2. **What "done" looks like** for the next agent / human picking this up — a single sentence.
3. **Magnitude/impact line** (MRR at risk, % of users affected, etc. — quote actual values).
4. **Linkage line** — exactly one of:
- `Bet: <slug from bets.md>` — execution work for an accepted bet.
- `OKR: O<n> KR<n>` (e.g. `OKR: O1 KR1`) — drives an OKR from `toby/strategy/playbook.md`.
- `Bet: none — operational` — explicit declaration that this is pure ops with no strategic linkage.
**Tickets missing a linkage line are cancelled at triage.** Forcing the linkage is the cheapest way to catch tickets that should have been bets.
### 5f. Priority rubric
- `urgent` — >$1k MRR at risk in <30 days, data corruption blocking the report pipeline, or a regression that's currently growing week-over-week.
- `high` — a flagged anomaly that materially changes the strategic picture, a churn driver in the top-3 reasons, a renewal cliff inside 30 days.
- `medium` — tactical levers with clear ROI but no immediate cliff.
- `low` — copy/UX polish, long-tail ops.
- `none` — pure operational tasks with no business urgency.
### 5g. How to file them
Use **one bulk call** at the very end of your run:
```
aios_tickets_create_many({
tickets: [
{
projectSlug: "toby",
title: "<one-line summary — start with a verb when possible; no kind: prefix>",
body: "<observation w/ numbers>\n\n**Done looks like:** <one sentence>\n\n**Impact:** <MRR/users/etc>\n\n**Bet:** <slug> | **OKR:** <O# KR#> | **Bet:** none — operational",
kind: "<bug|issue|improvement|research|task>",
priority: "<urgent|high|medium|low|none>",
sourceDocPath: "state-of-business-YYYY-MM-DD",
createdByAgent: "toby-state-of-business---nightly-report",
createdByRunId: "<your current run id>",
assignee: null
},
...
]
})
```
### 5h. Quality bar
- **Title:** scannable in a list. No `Bug:` / `Improvement:` prefixes — `kind` already carries that.
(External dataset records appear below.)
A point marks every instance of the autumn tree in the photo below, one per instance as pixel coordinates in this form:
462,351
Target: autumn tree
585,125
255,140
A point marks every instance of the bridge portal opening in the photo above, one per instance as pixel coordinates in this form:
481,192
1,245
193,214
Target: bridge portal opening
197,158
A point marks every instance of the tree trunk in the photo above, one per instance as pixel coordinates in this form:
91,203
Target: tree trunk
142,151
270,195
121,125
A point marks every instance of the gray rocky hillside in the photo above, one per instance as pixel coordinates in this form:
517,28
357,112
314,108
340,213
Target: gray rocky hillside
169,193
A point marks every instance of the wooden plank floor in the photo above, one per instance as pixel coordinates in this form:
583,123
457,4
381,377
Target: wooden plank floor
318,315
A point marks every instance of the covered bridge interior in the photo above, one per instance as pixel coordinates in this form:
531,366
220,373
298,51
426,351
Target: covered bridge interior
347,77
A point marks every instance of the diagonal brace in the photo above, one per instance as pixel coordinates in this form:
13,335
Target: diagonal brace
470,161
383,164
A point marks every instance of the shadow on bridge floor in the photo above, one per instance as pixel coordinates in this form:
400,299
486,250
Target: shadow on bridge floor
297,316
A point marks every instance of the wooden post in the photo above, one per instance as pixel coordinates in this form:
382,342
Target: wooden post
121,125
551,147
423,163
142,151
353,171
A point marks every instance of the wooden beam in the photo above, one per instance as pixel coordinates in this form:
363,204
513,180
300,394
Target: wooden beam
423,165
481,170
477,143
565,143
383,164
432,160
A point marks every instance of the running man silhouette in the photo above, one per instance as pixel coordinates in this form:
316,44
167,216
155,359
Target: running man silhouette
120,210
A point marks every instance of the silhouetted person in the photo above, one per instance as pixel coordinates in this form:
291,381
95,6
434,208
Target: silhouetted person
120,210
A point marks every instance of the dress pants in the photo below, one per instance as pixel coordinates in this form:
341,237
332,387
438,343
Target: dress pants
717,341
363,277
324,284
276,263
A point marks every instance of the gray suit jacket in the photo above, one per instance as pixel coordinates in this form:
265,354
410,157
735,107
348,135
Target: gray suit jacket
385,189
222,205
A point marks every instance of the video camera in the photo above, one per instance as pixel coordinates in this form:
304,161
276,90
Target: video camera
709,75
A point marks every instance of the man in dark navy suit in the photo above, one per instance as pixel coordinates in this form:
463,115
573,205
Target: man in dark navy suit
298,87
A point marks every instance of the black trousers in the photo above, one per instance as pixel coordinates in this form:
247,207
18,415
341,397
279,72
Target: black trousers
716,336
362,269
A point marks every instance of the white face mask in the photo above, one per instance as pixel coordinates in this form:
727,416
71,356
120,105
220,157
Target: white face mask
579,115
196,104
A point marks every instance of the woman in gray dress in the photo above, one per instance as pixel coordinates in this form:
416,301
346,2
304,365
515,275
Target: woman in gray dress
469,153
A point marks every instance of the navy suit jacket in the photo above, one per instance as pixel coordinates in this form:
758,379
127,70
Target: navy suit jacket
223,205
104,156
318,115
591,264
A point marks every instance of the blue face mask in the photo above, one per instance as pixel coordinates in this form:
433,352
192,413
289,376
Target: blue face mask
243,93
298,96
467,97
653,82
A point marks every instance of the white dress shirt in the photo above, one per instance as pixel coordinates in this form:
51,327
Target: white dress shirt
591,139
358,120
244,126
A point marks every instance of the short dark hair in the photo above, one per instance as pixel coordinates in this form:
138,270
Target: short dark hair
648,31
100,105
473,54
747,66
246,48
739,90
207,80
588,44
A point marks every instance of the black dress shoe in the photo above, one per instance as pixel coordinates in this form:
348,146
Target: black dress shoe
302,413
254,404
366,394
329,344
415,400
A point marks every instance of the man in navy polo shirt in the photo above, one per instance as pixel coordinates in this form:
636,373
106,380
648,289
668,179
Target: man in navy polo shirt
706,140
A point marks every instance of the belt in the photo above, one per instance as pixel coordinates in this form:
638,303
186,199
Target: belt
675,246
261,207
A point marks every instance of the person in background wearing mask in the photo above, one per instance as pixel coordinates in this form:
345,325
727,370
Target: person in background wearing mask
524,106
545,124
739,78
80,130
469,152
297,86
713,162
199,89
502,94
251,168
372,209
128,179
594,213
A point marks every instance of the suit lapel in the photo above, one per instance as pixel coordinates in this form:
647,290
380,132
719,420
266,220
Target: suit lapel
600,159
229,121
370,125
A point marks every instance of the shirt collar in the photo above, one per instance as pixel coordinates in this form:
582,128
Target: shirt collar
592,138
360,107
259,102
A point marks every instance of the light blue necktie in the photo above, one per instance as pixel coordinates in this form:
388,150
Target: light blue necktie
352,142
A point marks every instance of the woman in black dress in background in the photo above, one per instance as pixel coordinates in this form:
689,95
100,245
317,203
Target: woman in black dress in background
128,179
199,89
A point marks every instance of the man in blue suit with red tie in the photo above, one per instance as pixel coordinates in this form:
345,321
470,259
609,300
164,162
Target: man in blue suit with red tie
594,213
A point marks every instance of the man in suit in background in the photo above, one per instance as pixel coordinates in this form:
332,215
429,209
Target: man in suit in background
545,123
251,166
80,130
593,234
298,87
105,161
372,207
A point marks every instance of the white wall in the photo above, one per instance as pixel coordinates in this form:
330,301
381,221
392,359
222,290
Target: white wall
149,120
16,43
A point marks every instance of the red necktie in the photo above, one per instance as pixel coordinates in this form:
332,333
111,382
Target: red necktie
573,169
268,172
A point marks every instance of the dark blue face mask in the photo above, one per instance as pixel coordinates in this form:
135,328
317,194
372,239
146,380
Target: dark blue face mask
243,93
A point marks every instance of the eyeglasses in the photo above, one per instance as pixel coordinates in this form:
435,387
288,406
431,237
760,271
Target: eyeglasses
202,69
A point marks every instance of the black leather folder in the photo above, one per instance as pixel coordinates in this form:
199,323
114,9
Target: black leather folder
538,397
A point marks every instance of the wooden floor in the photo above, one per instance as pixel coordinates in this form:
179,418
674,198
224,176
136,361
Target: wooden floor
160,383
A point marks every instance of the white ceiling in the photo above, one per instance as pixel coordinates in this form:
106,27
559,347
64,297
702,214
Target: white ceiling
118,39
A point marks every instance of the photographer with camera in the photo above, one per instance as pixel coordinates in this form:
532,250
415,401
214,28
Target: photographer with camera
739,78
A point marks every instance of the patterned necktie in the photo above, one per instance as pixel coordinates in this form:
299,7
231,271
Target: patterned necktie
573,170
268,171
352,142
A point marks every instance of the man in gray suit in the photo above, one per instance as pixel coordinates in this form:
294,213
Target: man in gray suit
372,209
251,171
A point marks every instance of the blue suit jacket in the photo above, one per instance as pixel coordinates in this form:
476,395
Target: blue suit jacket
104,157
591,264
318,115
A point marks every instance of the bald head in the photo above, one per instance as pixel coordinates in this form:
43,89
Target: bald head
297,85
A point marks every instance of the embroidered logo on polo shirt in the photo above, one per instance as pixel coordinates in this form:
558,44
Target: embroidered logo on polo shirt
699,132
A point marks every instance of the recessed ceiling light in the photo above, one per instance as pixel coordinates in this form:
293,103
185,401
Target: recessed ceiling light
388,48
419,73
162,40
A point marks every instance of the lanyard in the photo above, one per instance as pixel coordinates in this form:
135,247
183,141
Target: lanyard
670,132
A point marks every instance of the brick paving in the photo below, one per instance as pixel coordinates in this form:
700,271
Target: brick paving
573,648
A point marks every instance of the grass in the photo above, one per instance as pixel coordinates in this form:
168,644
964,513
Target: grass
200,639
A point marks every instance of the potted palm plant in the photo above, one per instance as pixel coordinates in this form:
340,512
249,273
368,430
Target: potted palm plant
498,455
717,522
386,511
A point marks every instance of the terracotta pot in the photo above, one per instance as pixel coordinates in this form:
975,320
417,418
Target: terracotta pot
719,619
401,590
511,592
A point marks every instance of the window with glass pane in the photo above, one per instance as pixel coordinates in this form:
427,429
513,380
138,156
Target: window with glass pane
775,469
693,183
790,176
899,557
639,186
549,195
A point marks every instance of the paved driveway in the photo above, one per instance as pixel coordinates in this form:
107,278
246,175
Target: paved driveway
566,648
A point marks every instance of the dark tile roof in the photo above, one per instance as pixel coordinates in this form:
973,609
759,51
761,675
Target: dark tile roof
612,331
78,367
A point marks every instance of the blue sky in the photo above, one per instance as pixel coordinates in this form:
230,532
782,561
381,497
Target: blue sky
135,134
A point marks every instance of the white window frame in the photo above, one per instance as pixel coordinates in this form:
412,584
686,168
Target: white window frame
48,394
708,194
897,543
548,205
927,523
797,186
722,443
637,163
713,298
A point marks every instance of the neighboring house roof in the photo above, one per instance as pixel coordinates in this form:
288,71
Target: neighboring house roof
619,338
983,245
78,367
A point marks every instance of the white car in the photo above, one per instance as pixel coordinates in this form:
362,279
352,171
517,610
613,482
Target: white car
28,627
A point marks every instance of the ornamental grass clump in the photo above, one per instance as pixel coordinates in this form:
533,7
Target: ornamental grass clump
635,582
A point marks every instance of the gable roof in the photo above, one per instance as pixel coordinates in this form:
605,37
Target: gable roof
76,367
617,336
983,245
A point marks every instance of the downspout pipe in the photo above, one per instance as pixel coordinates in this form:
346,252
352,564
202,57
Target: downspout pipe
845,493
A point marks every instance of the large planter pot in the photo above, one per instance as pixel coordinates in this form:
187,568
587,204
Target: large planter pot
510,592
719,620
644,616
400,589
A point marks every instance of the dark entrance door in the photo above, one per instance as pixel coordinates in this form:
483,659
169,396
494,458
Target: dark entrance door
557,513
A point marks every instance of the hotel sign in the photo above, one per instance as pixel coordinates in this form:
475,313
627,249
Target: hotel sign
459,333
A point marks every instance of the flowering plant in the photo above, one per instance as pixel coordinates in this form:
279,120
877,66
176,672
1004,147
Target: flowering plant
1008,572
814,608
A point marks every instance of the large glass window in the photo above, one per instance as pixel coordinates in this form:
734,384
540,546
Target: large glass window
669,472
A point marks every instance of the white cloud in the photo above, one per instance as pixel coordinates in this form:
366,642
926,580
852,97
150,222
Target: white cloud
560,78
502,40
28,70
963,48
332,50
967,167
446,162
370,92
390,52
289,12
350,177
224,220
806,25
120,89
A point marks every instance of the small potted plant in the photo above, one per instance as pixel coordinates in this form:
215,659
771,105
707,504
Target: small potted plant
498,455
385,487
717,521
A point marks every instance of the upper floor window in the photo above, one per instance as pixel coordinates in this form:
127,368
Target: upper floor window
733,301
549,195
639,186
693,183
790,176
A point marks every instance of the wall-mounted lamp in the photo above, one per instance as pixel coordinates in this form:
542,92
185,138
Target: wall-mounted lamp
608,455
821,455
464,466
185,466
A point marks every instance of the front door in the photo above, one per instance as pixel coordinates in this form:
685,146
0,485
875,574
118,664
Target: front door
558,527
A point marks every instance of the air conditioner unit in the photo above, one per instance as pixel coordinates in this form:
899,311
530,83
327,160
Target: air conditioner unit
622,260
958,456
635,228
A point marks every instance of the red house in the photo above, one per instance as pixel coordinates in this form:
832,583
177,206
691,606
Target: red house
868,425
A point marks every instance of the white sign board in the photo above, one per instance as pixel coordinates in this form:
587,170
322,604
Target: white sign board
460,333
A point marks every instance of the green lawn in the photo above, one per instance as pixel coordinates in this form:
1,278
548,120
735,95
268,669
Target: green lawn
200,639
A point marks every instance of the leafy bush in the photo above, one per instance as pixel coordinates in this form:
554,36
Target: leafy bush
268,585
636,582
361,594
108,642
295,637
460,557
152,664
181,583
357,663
- **Numbers:** quote actual metric values ("MRR dropped 32% WoW from $X to $Y"). No vibes, no rounded-to-nothing claims.
- **Hard cap 7 new tickets per run** (separate from the 5-triage cap in 5b). If you're filing more than 7, you're over-firing — collapse related findings into one ticket with sub-bullets. The 2026-05-11 run filed 9 and 5 were cancelled at triage as agent-meta, duplicates of the warroom, or strategic-bet-shaped. Aim lower.
- **0 is a fine answer.** On a quiet night when everything you'd file is already covered by an incident, bet, or open ticket, file nothing.
- **De-dup is mandatory.** The three pre-flight reads (incidents + bets + open tickets) are not optional. Duplicate tickets across those surfaces are the most common failure mode of this agent.
- **Failure mode:** if `aios_tickets_create_many` returns per-row errors, retry only the failed indices in a second call; never re-send the successful ones.
### 5i. After filing
Append to your final response, after the HTML, a THREE-LINE summary:
> **Filed N tickets in toby project:** TOBY-14 (improvement · OKR O1 KR1), TOBY-15 (research · Bet: cliff-renewal-offer-ladder)…
> **Triaged M existing tickets:** TOBY-9 → done (Sigma `api_key` now `sk_live_…`); TOBY-5 → updated (zombie count 8,833 → 1,202 WoW); TOBY-8 → cancelled (superseded by incident 2026-05-11-blank-extension-page).
> **Skipped K findings (already covered):** blank-page CWS complaints → incidents/2026-05-11-blank-extension-page.md; Feb-27 cliff → bets.md#cliff-renewal-offer-ladder; …
All three lines are mandatory even when zero — `**Filed 0 tickets.**`, `**Triaged 0 existing tickets.**`, `**Skipped 0 findings.**`. The triaged + skipped lines are as important as the filed line — they're the audit trail that proves you ran the pre-flight dedup and the open-ticket audit.
This is the only allowed text outside the HTML block.